Bisnis.com, JAKARTA – Pulihnya aktivitas ekonomi saat ini membuat outstanding restrukturisasi kredit terdampak Covid-19 di PT Bank Rakyat Indonesia (Persero) Tbk. (BBRI) turun 55,57 persen per April 2022.
Secara akumulasi, kredit yang direstrukturisasi BRI akibat pandemi mencapai Rp249,33 triliun dan saat ini tersisa Rp138,57 triliun.

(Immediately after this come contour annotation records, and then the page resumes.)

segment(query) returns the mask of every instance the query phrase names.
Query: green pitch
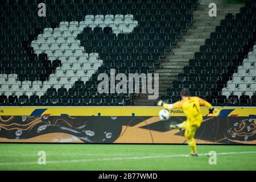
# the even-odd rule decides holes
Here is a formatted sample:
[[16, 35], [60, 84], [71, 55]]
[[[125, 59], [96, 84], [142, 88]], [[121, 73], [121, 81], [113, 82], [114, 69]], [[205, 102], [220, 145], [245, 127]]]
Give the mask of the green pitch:
[[[0, 144], [0, 170], [256, 170], [255, 146]], [[38, 154], [46, 154], [39, 165]], [[217, 164], [207, 154], [217, 152]]]

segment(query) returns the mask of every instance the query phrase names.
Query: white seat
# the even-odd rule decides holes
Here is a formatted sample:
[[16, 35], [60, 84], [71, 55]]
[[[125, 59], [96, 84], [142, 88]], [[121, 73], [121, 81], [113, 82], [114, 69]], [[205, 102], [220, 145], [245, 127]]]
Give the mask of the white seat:
[[35, 91], [32, 89], [26, 89], [24, 93], [24, 95], [27, 96], [28, 98], [30, 96], [33, 96], [35, 93]]
[[118, 24], [119, 27], [124, 28], [128, 26], [128, 22], [126, 20], [119, 21]]
[[16, 81], [11, 84], [11, 88], [13, 89], [17, 89], [20, 87], [20, 81]]
[[85, 28], [88, 26], [88, 22], [86, 21], [81, 21], [79, 22], [79, 27]]
[[117, 21], [122, 21], [123, 20], [123, 15], [115, 15], [114, 20]]
[[112, 32], [113, 34], [115, 34], [117, 36], [118, 35], [118, 34], [120, 34], [121, 32], [122, 28], [121, 27], [115, 27], [112, 28]]
[[79, 60], [86, 60], [89, 59], [89, 54], [88, 53], [83, 53], [78, 57]]
[[228, 98], [229, 96], [232, 94], [232, 92], [228, 88], [224, 88], [221, 92], [221, 95], [225, 96], [226, 98]]
[[39, 41], [44, 41], [46, 40], [46, 35], [44, 34], [39, 34], [38, 35], [37, 40]]
[[46, 48], [43, 51], [44, 53], [47, 55], [49, 55], [51, 54], [52, 53], [53, 53], [53, 51], [54, 51], [54, 50], [52, 49], [52, 48], [51, 48], [51, 47], [48, 47], [48, 48]]
[[30, 46], [35, 49], [40, 47], [40, 43], [41, 42], [40, 40], [32, 40]]
[[55, 60], [58, 57], [58, 56], [57, 54], [55, 53], [51, 53], [49, 54], [47, 54], [47, 59], [49, 60], [51, 60], [52, 62], [53, 60]]
[[9, 81], [7, 81], [2, 82], [1, 85], [0, 85], [1, 87], [1, 89], [9, 89], [9, 86], [10, 86], [10, 83]]
[[44, 34], [46, 35], [50, 35], [52, 34], [52, 28], [45, 28], [43, 31]]
[[49, 81], [51, 82], [55, 82], [58, 80], [58, 77], [55, 74], [51, 74], [49, 77]]
[[68, 90], [69, 89], [72, 88], [73, 87], [73, 83], [69, 81], [67, 82], [66, 83], [63, 84], [63, 88], [65, 88], [67, 90]]
[[7, 81], [10, 82], [15, 82], [17, 77], [17, 74], [9, 74], [8, 75]]
[[71, 55], [73, 53], [73, 49], [72, 47], [68, 47], [66, 48], [64, 50], [64, 53], [67, 53], [67, 55]]
[[61, 63], [63, 61], [64, 61], [67, 59], [67, 56], [66, 56], [66, 54], [65, 53], [63, 53], [61, 55], [58, 55], [57, 59], [61, 61]]
[[70, 35], [72, 32], [72, 28], [69, 27], [63, 28], [63, 35], [65, 36], [65, 35]]
[[97, 15], [94, 16], [94, 20], [97, 22], [101, 22], [104, 19], [104, 15]]
[[98, 22], [98, 27], [101, 27], [101, 28], [104, 28], [105, 27], [108, 27], [108, 22], [107, 21], [101, 21]]
[[72, 75], [73, 75], [75, 73], [75, 70], [73, 69], [72, 67], [69, 67], [69, 68], [67, 68], [66, 70], [66, 74], [70, 76]]
[[49, 81], [44, 81], [43, 83], [42, 88], [47, 90], [52, 87], [52, 82]]
[[250, 60], [254, 60], [256, 59], [256, 52], [249, 52], [248, 53], [248, 59]]
[[249, 73], [256, 75], [256, 66], [251, 67], [249, 69]]
[[96, 60], [98, 58], [98, 53], [90, 53], [89, 55], [89, 59], [90, 60]]
[[61, 47], [63, 47], [64, 48], [65, 48], [69, 46], [70, 42], [68, 41], [68, 40], [59, 41], [59, 42], [60, 42], [60, 46]]
[[242, 90], [245, 90], [246, 88], [247, 88], [248, 84], [246, 81], [243, 80], [241, 81], [238, 83], [238, 87]]
[[84, 18], [84, 20], [86, 22], [92, 22], [94, 19], [94, 16], [92, 15], [87, 15]]
[[70, 81], [75, 82], [79, 80], [79, 76], [76, 74], [74, 74], [69, 77]]
[[46, 94], [46, 89], [43, 88], [40, 88], [38, 90], [35, 92], [35, 94], [38, 97], [41, 97], [41, 96], [44, 96]]
[[43, 49], [41, 47], [38, 47], [34, 50], [34, 53], [36, 53], [38, 56], [43, 52]]
[[60, 46], [59, 41], [58, 41], [57, 40], [54, 40], [53, 41], [50, 41], [50, 42], [51, 42], [51, 43], [50, 43], [51, 47], [56, 48], [56, 47], [58, 47], [59, 46]]
[[77, 59], [76, 55], [75, 53], [72, 53], [68, 57], [68, 60], [69, 63], [74, 62], [76, 60], [76, 59]]
[[95, 73], [95, 72], [96, 72], [96, 71], [94, 69], [93, 69], [92, 68], [92, 69], [87, 70], [86, 73], [88, 75], [90, 75], [90, 77], [91, 77], [93, 74]]
[[138, 21], [133, 20], [128, 23], [128, 26], [131, 28], [134, 28], [134, 27], [138, 27]]
[[117, 20], [109, 22], [109, 27], [112, 27], [112, 28], [117, 27], [118, 24], [118, 22]]
[[39, 89], [42, 86], [42, 81], [34, 81], [32, 83], [32, 88]]
[[[67, 28], [67, 27], [63, 28]], [[55, 28], [53, 30], [53, 35], [55, 35], [56, 37], [61, 35], [63, 34], [63, 27]]]
[[60, 23], [60, 28], [68, 27], [68, 22], [61, 22]]
[[123, 33], [130, 34], [133, 32], [133, 28], [130, 27], [123, 27]]
[[76, 28], [79, 26], [79, 22], [75, 22], [75, 21], [73, 21], [73, 22], [70, 22], [69, 23], [69, 28]]
[[87, 81], [89, 81], [89, 78], [87, 76], [82, 76], [80, 78], [80, 80], [84, 81], [84, 83], [85, 83]]
[[234, 82], [237, 82], [242, 80], [242, 77], [243, 77], [242, 74], [235, 73], [233, 74], [232, 79]]
[[88, 23], [88, 27], [92, 28], [92, 30], [93, 30], [95, 27], [97, 27], [97, 22], [96, 21], [92, 21], [92, 22]]
[[243, 61], [243, 65], [247, 69], [249, 68], [252, 65], [252, 62], [250, 61]]
[[9, 96], [13, 95], [14, 90], [12, 89], [6, 89], [4, 93], [4, 95], [6, 96], [6, 97], [8, 98]]
[[251, 73], [246, 73], [243, 75], [243, 80], [250, 82], [253, 80], [253, 75]]
[[[63, 69], [65, 69], [67, 68], [69, 68], [70, 64], [71, 63], [69, 60], [65, 60], [65, 61], [63, 62], [63, 63], [61, 63], [61, 67], [63, 68]], [[60, 73], [60, 71], [59, 72], [59, 73]], [[57, 75], [60, 75], [60, 74], [57, 74]]]
[[76, 54], [81, 55], [84, 52], [84, 47], [77, 47], [75, 48], [74, 51]]
[[59, 55], [61, 55], [63, 53], [63, 51], [64, 49], [64, 47], [63, 46], [60, 46], [56, 48], [51, 47], [52, 49], [54, 50], [55, 54], [58, 56]]
[[79, 34], [81, 34], [83, 30], [84, 30], [84, 28], [82, 27], [75, 27], [75, 28], [73, 28], [72, 33], [74, 34], [77, 35]]
[[236, 88], [237, 88], [237, 83], [234, 82], [233, 80], [228, 81], [226, 84], [227, 88], [230, 90], [234, 90]]
[[57, 40], [60, 40], [60, 41], [62, 41], [62, 40], [64, 40], [66, 38], [66, 37], [64, 35], [64, 34], [60, 34], [60, 35], [58, 35], [57, 36]]
[[65, 75], [61, 75], [60, 76], [60, 81], [61, 82], [67, 82], [68, 81], [68, 77]]
[[51, 43], [54, 40], [56, 40], [57, 38], [57, 35], [56, 34], [51, 34], [47, 36], [47, 40], [49, 40]]
[[77, 47], [80, 46], [80, 40], [75, 40], [71, 41], [70, 45], [71, 47]]
[[133, 20], [133, 15], [125, 15], [124, 19], [125, 20], [132, 21]]
[[62, 87], [62, 82], [61, 81], [57, 81], [56, 82], [55, 82], [52, 84], [52, 88], [55, 88], [57, 90], [59, 88], [61, 88]]
[[255, 94], [255, 89], [251, 88], [247, 88], [245, 90], [244, 94], [246, 96], [249, 96], [250, 98]]
[[243, 94], [243, 90], [240, 88], [236, 88], [233, 91], [233, 94], [238, 96], [238, 98]]
[[245, 74], [246, 73], [247, 69], [244, 66], [239, 66], [238, 68], [238, 73], [241, 74]]
[[256, 80], [251, 81], [249, 82], [249, 87], [256, 90]]
[[14, 92], [14, 95], [16, 96], [18, 98], [20, 96], [23, 96], [24, 94], [24, 92], [22, 89], [20, 89], [19, 90], [16, 90]]
[[80, 63], [77, 62], [77, 63], [73, 63], [72, 64], [72, 67], [74, 68], [79, 68], [81, 67]]
[[40, 42], [40, 47], [42, 49], [47, 48], [51, 44], [51, 42], [49, 40], [43, 40]]
[[104, 18], [105, 21], [112, 21], [114, 20], [114, 15], [105, 15]]
[[31, 81], [23, 81], [22, 82], [21, 88], [23, 89], [29, 88], [31, 86]]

Dengan demikian, perseroan telah menurunkan restrukturisasi kredit terdampak Covid-19 hingga Rp110,75 triliun.
Direktur Manajemen Risiko BRI Agus Sudiarto mengatakan perseroan telah menyiapkan strategi antisipasi pasca masa restrukturisasi kredit terdampak Covid-19 berakhir.
Menurutnya, BRI secara konsisten menyiapkan strategi soft landing dengan meningkatkan pencadangan dan melakukan percepatan penyelesaian terhadap nasabah restrukturisasi Covid-19, yang tidak memiliki kemampuan bayar.
Strategi tersebut diharapkan turut menopang target pencapaian pertumbuhan kredit BRI pada tahun ini yang dipatok sebesar 9 persen hingga 11 persen secara tahunan (year-on-year/yoy).
“BRI optimistis angka restrukturisasi Covid-19 akan terus menurun seiring dengan pulihnya aktivitas sosial dan ekonomi,” ujarnya dalam keterangan tertulis, Senin (13/6/2022).
Baca Juga
Sampai dengan April 2022, pencadangan untuk kredit tercatat mencapai Rp86,6 triliun atau 261,32 persen terhadap rasio kredit bermasalah (non-performing loan/NPL) dan 39,97 persen terhadap kredit berkualitas rendah (loan at risk/LAR).
Lebih lanjut, Agus menambahkan bahwa emiten bank berkode saham BBRI ini terus menerapkan prinsip kehati-hatian dalam menyalurkan pembiayaan. Dari segi manajemen risiko, Agus menargetkan NPL dapat terkendali di level 3,0 persen pada 2022.
Sementara itu, Otoritas Jasa Keuangan (OJK) mencatat terdapat sejumlah bank masih dalam proses restrukturisasi kredit terdampak Covid-19. Adapun, otoritas memproyeksikan kredit restrukturisasi Covid-19 mencapai Rp606,39 triliun per April 2022.
“Proyeksi sementara di April ini kredit restrukturisasi Covid-19 masih ada Rp606,39 triliun. Ini sudah jauh dari angka pertama yang sampai titik tertinggi hampir Rp1.000 triliun di 2020,” kata Ketua Dewan Komisioner OJK Wimboh Santoso.
Wimboh berharap nilai restrukturisasi kredit Covid-19 akan turun, seiring dengan kenaikan pertumbuhan kredit dan pertumbuhan ekonomi. Hal ini mengingat, kebijakan relaksasi ini akan berakhir pada Maret 2023.